DETAILED DESCRIPTION OF THE INVENTION The present invention relates to a mechanical sector scanning type ultrasonic diagnostic apparatus, and more particularly, to a probe section comprising a plurality of ultrasonic transducers supported on a common rotation axis at equal rotation angle intervals. The transducer is selectively driven in synchronization with the rotation while being rotated, and the ultrasonic beam is transmitted and received through an ultrasonic transmission window formed in a probe cover that covers the probe section, thereby dividing the transmitted and received ultrasonic beam into sectors. The present invention relates to an ultrasonic diagnostic apparatus of mechanical sector scanning type with a rotating probe section that scans in a circular motion.

Note that "ultrasound" usually refers to sound waves with a frequency exceeding the upper limit of the audible range, that is, a frequency of about 20 KHz or higher, but in this case it is not limited to ultrasonic waves in the narrow sense, but also refers to phenomena, etc. The expression ``ultrasonic waves'' includes sound waves of other frequencies that can be treated almost in the same way as the above-mentioned sound waves.

FIG. 1 shows the configuration of a probe rotating section in an example of this type of ultrasonic diagnostic apparatus. For example, as shown in the figure, four ultrasonic transducers are
T ₁ to _{T 4} are arranged and attached to the probe rotating support part H at angular intervals of θ=90° to form the probe part P, and an ultrasound transmission window W that approximately corresponds to the planned sector scanning angle is formed.
The probe part P and the probe cover C are housed in a probe cover C, and the space between the probe part P and the probe cover C is filled with an ultrasonic transmission medium M such as water or silicone. Then, the probe section P is rotated integrally, and each of the transducers _T1 to _T4 is selectively driven at a predetermined timing to transmit and receive ultrasonic waves. When the probe section P is rotationally driven in the direction of arrow D from the state shown in _FIG.
emits n ultrasonic pulses between angles θ corresponding to the ultrasonic transmission window W, and sequentially transmits them to the transducer.
Each transducer T _{1 to} T ₄ is driven to generate n ultrasonic pulses each time it faces the ultrasonic transmission window while rotating as T _{1 , T 2} , T ₃ , and T ₄ .

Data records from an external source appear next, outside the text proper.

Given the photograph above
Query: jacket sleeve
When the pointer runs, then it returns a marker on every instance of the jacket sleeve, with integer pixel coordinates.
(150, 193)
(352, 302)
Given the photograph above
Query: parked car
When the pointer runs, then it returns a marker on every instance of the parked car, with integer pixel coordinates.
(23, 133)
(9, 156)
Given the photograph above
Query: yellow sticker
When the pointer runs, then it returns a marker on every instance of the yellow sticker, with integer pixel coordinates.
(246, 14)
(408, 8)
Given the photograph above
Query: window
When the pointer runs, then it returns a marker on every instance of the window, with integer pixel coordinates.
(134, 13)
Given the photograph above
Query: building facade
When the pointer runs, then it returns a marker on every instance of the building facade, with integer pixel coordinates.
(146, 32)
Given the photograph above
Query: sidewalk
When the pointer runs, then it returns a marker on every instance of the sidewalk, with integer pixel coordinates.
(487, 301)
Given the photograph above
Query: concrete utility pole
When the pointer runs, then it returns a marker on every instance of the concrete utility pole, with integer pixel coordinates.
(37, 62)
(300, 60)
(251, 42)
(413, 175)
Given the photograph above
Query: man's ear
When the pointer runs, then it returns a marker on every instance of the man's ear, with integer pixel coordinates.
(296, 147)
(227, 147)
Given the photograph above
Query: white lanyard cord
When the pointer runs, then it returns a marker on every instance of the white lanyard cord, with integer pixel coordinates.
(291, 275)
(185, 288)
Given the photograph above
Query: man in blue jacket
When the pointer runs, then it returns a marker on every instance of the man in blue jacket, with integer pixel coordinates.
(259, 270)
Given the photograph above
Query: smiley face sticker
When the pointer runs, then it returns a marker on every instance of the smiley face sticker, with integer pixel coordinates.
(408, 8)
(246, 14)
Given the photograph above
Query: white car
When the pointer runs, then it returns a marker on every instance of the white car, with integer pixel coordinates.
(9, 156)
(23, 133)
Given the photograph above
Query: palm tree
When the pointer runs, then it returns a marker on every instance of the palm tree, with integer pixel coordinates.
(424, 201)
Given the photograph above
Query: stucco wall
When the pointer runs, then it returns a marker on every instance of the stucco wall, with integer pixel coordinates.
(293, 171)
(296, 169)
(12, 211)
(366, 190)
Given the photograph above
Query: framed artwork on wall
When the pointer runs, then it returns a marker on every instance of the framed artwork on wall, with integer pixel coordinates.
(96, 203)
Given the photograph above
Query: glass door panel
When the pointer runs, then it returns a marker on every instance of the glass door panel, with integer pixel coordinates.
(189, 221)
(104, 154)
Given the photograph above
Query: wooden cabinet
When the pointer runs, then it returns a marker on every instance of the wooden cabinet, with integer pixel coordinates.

In this way, the transducer can be rotated while
Ultrasonic pulses are generated by selectively driving the transducers _T1 to _T4 , and this selectively driving the transducers _T1 to _T4 is performed by driving the probe part P such as an encoder provided in connection with the probe rotation support part H, etc. Since this is performed in synchronization with the rotational position detection output, in order to match the ultrasonic pulse generation position and the ultrasonic transmission window W position, the emission position of the first ultrasonic pulse of a series of ultrasonic pulses from each transducer is determined. It is necessary to match the position A shown in the figure. If this deviates, as shown in FIG. 2, the ultrasound beam group in the portion indicated by the broken line that deviates from the ultrasound transmission window W is cut off by the probe cover C and becomes ineffective. In extreme cases, it may even occur that all of the generated ultrasound pulse beams deviate from the ultrasound transmission window W.

FIG. 3 is a block diagram showing the circuit configuration of a conventional device, and FIGS. 4a to 4g are timing charts thereof.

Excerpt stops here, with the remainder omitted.